One of the ways that my wife and I handle the waiting process is by reading or listening to books on the subject of adoption and foster-adoption, or by watching documentaries and films on this theme. A couple of evenings ago, we decided to try and find an adoption-themed movie. After perusing some of the posts on the Adoptive Families website, we settled upon a film called Martian Child starring John Cusack, Bobby Coleman, Amanda Peet, and Oliver Platt. There are plenty of kid-age-friendly movies out there with foster/adoption themes (and this one pretty much is as well being rated PG), but we were looking for something slightly more from both the perspective of the child and the adoptive parents. (Note: the discussion below will discuss plot points and thus contain spoilers.)
In a nutshell, the story is about a widower and famous science fiction author named David (Cusack) who finds himself wanting to adopt a child out of foster care. He finds himself drawn toward a particular boy named Dennis (Coleman) who is convinced he is from Mars, initially hiding from all earthlings only to observe them from afar. The main story arc that follows chronicles the ups and downs of their bonding relationship.
A brief search of the movie critics out there reveal that they are really rather unkind to this movie. Emotionally manipulative, they say (which I really think is just a childish resentment for actually having one’s heartstrings tugged), or that there is a fair amount of predictability here. Well then. I guess I didn’t go into a movie about foster adoption expecting 1) that I would coldly observe the story unemotionally and 2) that it would break new ground. It’s almost ironic that the critics who seem to hate having warm-blooded emotions end up repeating the same condition as the traumatized and wounded child in this story. (I suppose I should stop psychoanalyzing further.) At least based on the main tired criticisms that I’ve seen, I am not interested in approaching a film on this subject like that.
This movie is not a perfect specimen* (apparently the book gets better reviews in general), but the story is actually very compelling for convincing reason. For me, it is clear that this story is based on some very real experience of somebody who has struggled with the attachment process of having an adopted child. Dennis has evidently been through trauma: the trauma of isolation and especially the trauma of abandonment. I’ve been reading a number of books in the areas of foster/adoption and attachment and one thing that anybody will tell you about children going through trauma at a particular age is that, at these ages, children tend to have a real form of magical thinking and they will form various coping habits based around such thinking.
The literature suggests that you should at first not be afraid to actually be somewhat of an “enabler” for a brief amount of time in these situations.
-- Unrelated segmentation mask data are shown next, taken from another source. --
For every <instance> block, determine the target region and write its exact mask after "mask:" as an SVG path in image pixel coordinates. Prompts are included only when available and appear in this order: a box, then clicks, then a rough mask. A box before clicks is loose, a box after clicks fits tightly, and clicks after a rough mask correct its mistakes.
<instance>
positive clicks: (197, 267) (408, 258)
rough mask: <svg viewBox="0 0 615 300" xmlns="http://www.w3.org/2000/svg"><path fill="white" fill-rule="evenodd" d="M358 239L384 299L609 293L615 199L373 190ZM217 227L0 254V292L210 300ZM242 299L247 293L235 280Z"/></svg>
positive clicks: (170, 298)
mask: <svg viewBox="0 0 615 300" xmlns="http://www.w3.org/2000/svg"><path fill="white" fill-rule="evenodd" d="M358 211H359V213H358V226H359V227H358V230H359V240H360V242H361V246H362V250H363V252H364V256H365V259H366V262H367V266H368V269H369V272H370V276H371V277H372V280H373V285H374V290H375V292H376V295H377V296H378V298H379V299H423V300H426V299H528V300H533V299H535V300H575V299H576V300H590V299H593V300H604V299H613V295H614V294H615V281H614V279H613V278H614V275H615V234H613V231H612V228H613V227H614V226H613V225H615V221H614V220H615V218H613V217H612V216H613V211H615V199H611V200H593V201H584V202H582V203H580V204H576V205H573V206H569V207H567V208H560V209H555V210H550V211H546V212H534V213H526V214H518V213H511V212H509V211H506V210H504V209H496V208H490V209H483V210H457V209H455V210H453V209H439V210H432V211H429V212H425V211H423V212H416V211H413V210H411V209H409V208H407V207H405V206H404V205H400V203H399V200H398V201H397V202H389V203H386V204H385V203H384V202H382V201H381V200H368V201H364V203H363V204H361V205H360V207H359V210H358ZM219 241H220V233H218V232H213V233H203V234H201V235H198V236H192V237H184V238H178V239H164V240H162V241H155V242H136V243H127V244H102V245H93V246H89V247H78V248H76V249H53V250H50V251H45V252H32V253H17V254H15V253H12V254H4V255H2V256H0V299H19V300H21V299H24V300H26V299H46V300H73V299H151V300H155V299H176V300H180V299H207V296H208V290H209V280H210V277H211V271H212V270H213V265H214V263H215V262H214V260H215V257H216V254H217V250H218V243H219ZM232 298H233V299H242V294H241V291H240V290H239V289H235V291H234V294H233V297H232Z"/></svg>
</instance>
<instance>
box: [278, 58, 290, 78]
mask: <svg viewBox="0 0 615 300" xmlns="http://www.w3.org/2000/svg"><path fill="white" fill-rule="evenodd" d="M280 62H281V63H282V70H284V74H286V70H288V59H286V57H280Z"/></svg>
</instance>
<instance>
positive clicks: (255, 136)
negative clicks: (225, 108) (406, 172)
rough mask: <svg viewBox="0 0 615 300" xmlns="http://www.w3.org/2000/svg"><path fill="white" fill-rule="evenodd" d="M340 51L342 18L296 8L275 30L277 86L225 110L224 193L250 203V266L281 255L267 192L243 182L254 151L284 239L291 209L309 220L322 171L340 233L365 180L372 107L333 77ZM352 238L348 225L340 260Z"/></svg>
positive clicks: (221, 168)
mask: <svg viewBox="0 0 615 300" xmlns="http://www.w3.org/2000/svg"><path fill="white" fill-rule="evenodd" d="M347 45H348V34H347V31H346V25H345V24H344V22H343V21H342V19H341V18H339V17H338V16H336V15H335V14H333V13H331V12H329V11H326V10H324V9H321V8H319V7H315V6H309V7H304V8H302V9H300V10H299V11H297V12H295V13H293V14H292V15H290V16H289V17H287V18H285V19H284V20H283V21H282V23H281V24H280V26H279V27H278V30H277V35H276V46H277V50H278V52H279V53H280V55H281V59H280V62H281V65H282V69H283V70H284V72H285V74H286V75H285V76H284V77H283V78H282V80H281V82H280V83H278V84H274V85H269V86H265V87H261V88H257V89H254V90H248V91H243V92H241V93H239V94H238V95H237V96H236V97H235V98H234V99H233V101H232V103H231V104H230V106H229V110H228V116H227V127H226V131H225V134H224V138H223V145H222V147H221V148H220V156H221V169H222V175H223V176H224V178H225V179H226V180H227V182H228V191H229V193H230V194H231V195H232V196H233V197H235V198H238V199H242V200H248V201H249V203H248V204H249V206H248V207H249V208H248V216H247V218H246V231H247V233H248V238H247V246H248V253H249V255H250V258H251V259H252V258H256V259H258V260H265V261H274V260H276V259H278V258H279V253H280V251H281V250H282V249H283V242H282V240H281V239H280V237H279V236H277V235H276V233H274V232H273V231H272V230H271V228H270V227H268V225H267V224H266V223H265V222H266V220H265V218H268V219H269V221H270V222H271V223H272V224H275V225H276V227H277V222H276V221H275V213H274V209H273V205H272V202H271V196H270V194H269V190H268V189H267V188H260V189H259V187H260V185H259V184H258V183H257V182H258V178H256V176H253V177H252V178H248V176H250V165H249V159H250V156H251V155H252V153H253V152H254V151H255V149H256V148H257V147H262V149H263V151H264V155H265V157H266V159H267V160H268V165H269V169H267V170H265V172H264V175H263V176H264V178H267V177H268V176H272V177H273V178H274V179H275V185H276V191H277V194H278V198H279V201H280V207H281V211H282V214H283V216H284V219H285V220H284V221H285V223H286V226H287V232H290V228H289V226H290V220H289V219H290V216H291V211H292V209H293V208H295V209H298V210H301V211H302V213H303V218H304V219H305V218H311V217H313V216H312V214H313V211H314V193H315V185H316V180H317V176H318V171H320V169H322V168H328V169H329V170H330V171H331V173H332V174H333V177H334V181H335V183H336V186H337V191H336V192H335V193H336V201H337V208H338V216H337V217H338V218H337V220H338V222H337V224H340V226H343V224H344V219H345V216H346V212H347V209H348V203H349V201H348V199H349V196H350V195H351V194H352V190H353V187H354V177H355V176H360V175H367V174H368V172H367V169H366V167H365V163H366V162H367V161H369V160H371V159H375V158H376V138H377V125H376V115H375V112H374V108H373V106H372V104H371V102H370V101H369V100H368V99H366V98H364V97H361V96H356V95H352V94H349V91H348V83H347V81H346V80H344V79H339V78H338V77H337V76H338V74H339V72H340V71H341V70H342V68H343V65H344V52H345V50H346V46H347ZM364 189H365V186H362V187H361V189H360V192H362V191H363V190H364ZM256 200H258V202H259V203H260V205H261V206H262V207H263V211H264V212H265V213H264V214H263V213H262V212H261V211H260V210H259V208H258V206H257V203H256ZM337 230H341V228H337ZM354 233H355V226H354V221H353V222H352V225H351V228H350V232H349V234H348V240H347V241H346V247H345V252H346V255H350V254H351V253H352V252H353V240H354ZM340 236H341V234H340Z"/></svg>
As an example, if the child has developed a habit of hoarding food in their room, give them food to put in their room. In the film, David allows Dennis’ magical realism over Martian origins to remain unquestioned at first. Sure, being a sci-fi author makes him the perfect fatherly candidate for such a child, as supporting characters also point out.
The issue, however, is not the food hoarding itself, nor is it, in the case of the movie, the Martian play-acting. Instead, the core issue is the child’s feeling of safety, of belonging, of being loved, of having permanent parents (or in this case a single parent) who will never, ever, ever, ever, ever, ever, ever leave the child. Once the child(ren) know this in the depths of their being as experienced over time, these coping behaviors inevitably start vanishing. The child is assured of their next meal, so they hoard less and less; the child feels safe in the presence of their parents so they no longer become frightened when the parents are no longer within eyesight; or as in this movie, it becomes clear that the primary issue is similar such that the magical realism behavior surrounding being a “Martian Child” starts to go away after the father makes a very concerted and convincing declaration that he will never leave Dennis.
The feelings of safety don’t come merely from verbal assurances but also particularly from the actual being-present of the parent(s). This was very clear. David proved his constancy by actually being there, by always showing up, and especially by looking for (and finding) Dennis when he tried to leave earth from the perilous heights of a science museum roof.
The film is also winsomely acted, and the supporting characters and side plots are great. In particular, the developing chemistry between Dennis and David was very moving. It’s also very funny at times. There’s also plenty of undeveloped stuff here as well regarding David’s own journey that I’m sure the book fleshes out more.
For us at this waiting stage of the approval process, we are merely active observers and learners who have gone through training classes, foster-adoption support groups, and read a number of books both from a clinical perspective on the themes of attachment and bonding as well as books from a purely experiential perspective in the form of memoirs. I would be curious to hear from any foster-adoptive parents who have gone through the process to know if the film resounds truthfully (or not) with their own experience—given the usual caveat that ever experience and situation is so very unique.
Here is the official trailer for the film. Just a word of warning, this is one of those trailers that kind of gives away more than just Act I of the story, so if you’ve read this spoiler-filled reflection thus far and don’t particularly care, have at it.
* E.g., how did he get the film for his Polaroid camera when it was explained that he takes pictures with an empty camera? Clearly, Cusack’s character probably buys it for him since the Polaroid film doesn’t start appearing until after the placement in the home. It’s a super minor plot quibble but honestly you forget about it really quick because an adult audience has brains to figure that out.